Is L-lysine safe for cats? At doses typically used in supplements (250–500 mg/day), L-lysine is well-tolerated in cats. No clinically significant adverse effects have been consistently reported. That said, it’s worth telling your vet you’re using it, particularly if your cat is on other medications or has kidney disease — kidney function affects amino acid handling generally.

How long before I see a difference? The existing studies used supplementation periods of four to twelve weeks before assessing outcomes. Don’t expect rapid change. If you’re trialing L-lysine for herpesvirus-related symptoms, give it at least two to three months of consistent daily use before deciding whether it’s contributing.

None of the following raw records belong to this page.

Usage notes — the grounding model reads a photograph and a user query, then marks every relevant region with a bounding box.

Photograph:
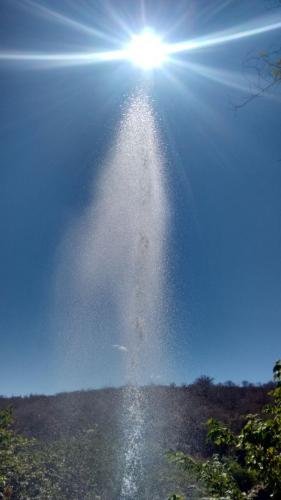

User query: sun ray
[167,17,281,54]
[0,50,125,66]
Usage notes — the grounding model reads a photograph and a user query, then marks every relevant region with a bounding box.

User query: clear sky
[0,0,281,394]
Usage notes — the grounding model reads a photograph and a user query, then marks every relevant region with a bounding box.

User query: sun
[126,29,168,70]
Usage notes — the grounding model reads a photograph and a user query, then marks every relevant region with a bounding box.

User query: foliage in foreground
[169,361,281,500]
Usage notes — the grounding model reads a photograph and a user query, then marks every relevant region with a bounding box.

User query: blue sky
[0,0,281,394]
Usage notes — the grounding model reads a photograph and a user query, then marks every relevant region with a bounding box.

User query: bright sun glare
[126,30,167,69]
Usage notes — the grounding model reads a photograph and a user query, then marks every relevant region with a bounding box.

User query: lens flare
[125,30,167,69]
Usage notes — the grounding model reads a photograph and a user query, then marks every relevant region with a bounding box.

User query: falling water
[55,91,168,499]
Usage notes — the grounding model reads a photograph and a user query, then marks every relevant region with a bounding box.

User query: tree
[169,361,281,500]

Can L-lysine replace antiviral medications for FHV-1? No. For cats with active, severe herpesvirus episodes, famciclovir and veterinary-prescribed antivirals are the standard of care. Lysine may be used alongside those treatments as a supportive measure, not as a replacement.

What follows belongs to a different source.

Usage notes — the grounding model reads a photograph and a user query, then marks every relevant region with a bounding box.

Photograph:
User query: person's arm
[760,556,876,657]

Does it matter what form the lysine is in — powder vs. treats? The amino acid is the same regardless of delivery format. Practically, powder mixes into wet food more reliably and avoids palatability issues that can make treat compliance inconsistent. Choose whatever your cat will actually eat every day.

My cat doesn’t have herpesvirus. Should I still use lysine? If tear staining is coming from a non-herpetic cause, lysine is less likely to be a significant factor. Other ingredients in a tear stain formula — lactoferrin for iron sequestration, lutein for ocular surface support — would be more directly relevant to non-viral tear staining.

Is lysine supplementation in cats the same as in humans? The amino acid is identical, but the rationale differs. In humans, lysine supplementation is used for its role in collagen and for arginine competition against human herpes simplex virus. In cats, the target is FHV-1. The mechanism is analogous but the species-specific viral biology differs.

References

  1. Maggs, D.J. (2005). Update on pathogenesis, diagnosis, and treatment of feline herpesvirus type 1. Clinical Techniques in Small Animal Practice, 20(2), 94–101.
  2. Bol, S. & Bunnik, E.M. (2015). Lysine supplementation is not effective for the prevention or treatment of feline herpesvirus 1 infection in cats: a systematic review. BMC Veterinary Research, 11, 284.
  3. Stiles, J., et al. (2002). Effect of oral administration of L-lysine on conjunctivitis caused by feline herpesvirus in cats. Am J Vet Res, 63(1), 99–103.
  4. Rees, T.M. & Lubinski, J.L. (2008). Oral supplementation with L-lysine did not prevent rhinotracheitis virus infections or recurrences. J Feline Med Surg, 10(6), 510–513.
  5. Thiry, E., et al. (2009). Feline herpesvirus infection: ABCD guidelines on prevention and management. J Feline Med Surg, 11(7), 547–555.

This article is for educational purposes and is not veterinary medical advice. Petterm products are not intended to diagnose, treat, cure, or prevent any disease. Results may vary. Always consult your veterinarian before introducing a new supplement, especially if your cat has an existing eye condition, takes medication, or is under 8 weeks old.